I have sanitized the index names-
I have users that have propagated a lookup command in dashboards that is now a major issue with the lookup file being so large now its causing bundle replication errors (lookup table is a whopping 512mb). They do not have an append=true in their dashboards and personally in my opinion its bad practice to create a lookup table using a dashboard but to use a scheduled search instead and reference in the dashboard.
Id like a few sets of eyes on this and do a sanity check or am i looking at this totally wrong?
BTW do i need commas to separate the field value's?
The user want just certain values updated when run every 15 mins - " pcenter office externalIP"
Their lookup command within the dashboard - | lookup agentsessions.csv sessionId OUTPUTNEW pcenter office externalIP
Now, my theory is they wanted to update just the data in the fields for pcenter, office, and externalIP.
IIRC the OUTPUTNEW command is used to fill a field that previously had no data (was blank)
The OUTPUT command IIRC replaces the specified data with the new data so the new dashboard command should look like this : | lookup agentsessions.csv sessionId OUTPUT pcenter office externalIP.
I created a scheduled search which should update the whole table (renamed it for testing)
index IN (one, two, three, four) source="wineventlog:custom SourceName=DesktopAgentService action timestamp sessionId Heartbeat
| table Message
| spath input=Message
| dedup sessionId sortby +_time
| lookup agentsessions2.csv sessionId OUTPUT sessionId as existingSessionId
| where isnull(existingSessionId)
| fields - action existingSessionId Message
| outputlookup agentsessions2.csv append=true
OR I clould modifiy the scheduled search like this:
index IN (one, two, three, four) source="wineventlog:custom" SourceName=DesktopAgentService action timestamp sessionId Heartbeat
| table Message
| spath input=Message
| dedup sessionId sortby +_time
| lookup agentsessions2.csv sessionId OUTPUT sessionId as existingSessionId pcenter office externalIP
| where isnull(existingSessionId)
| fields - action existingSessionId Message
| outputlookup agentsessions2.csv append=true
Also, with the append=true, wont that duplicate entries each time it is ran? or will it just update the table with new fresh data?
Ran both my scheduled searches and they do seem to work, I just want to verify I am doing it correctly and getting the updated data instead of them trying to do all this in a dashboard that runs every 15 mins.
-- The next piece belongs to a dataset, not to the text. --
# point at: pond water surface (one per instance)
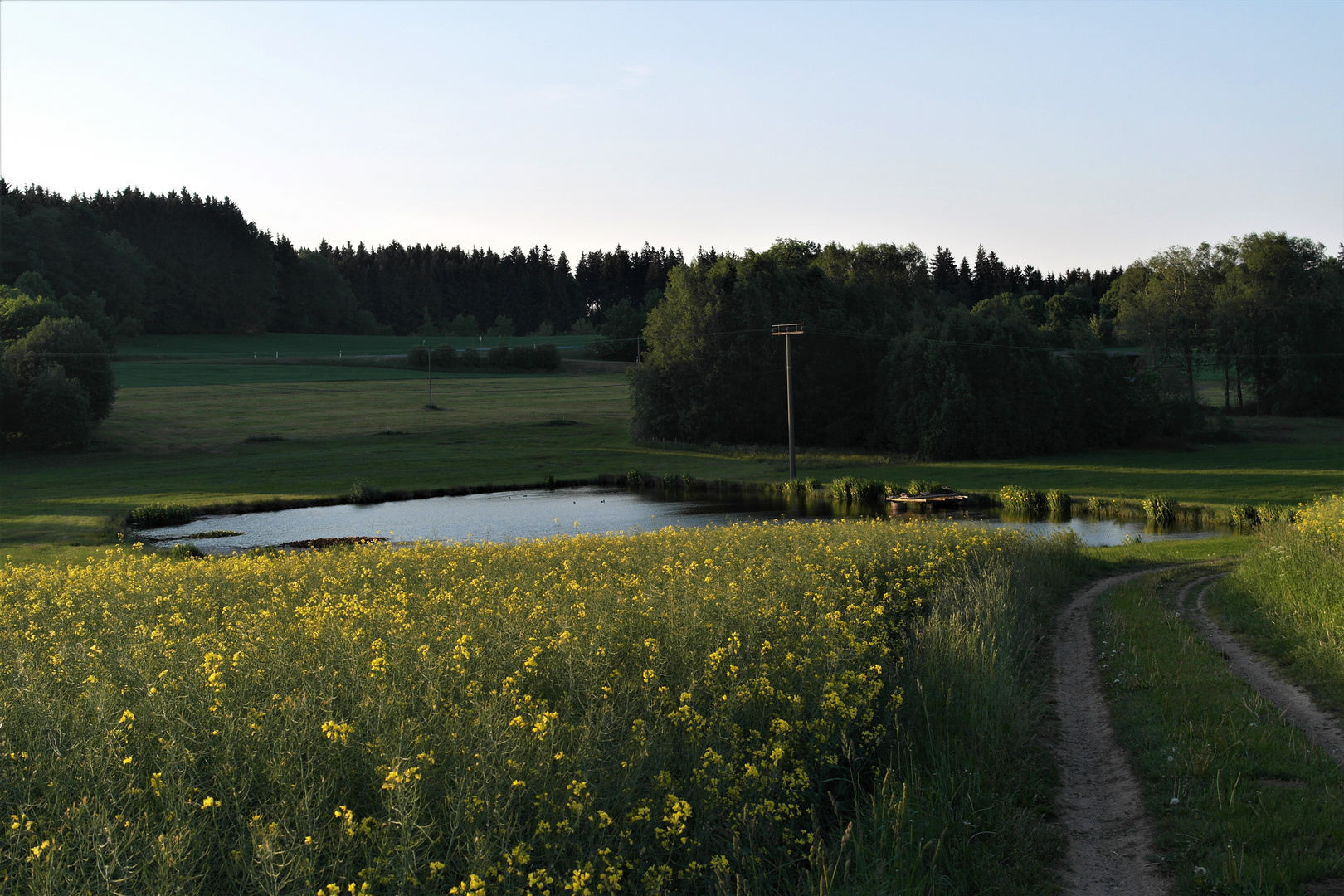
(504, 516)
Or should I have them create a dataset table to do all this more efficiently? https://docs.splunk.com/Documentation/Splunk/9.0.4/Knowledge/Aboutdatasets
Thanks, I figured i was overthinking it all
The 'append=true' along with the 'outputlookup' command will overwrite the data in the file.If you wish to keep the old data and append the new results , then something like the below might be more feasible.
.. | inputlookup append=true agentsessions2.csv
| outputlookup agentsessions2.csv
But if the goal is to fetch new data and overwrite the CSV file , then it is ok.
For duplicates, we can just add a dedup command before 'outputlookup'.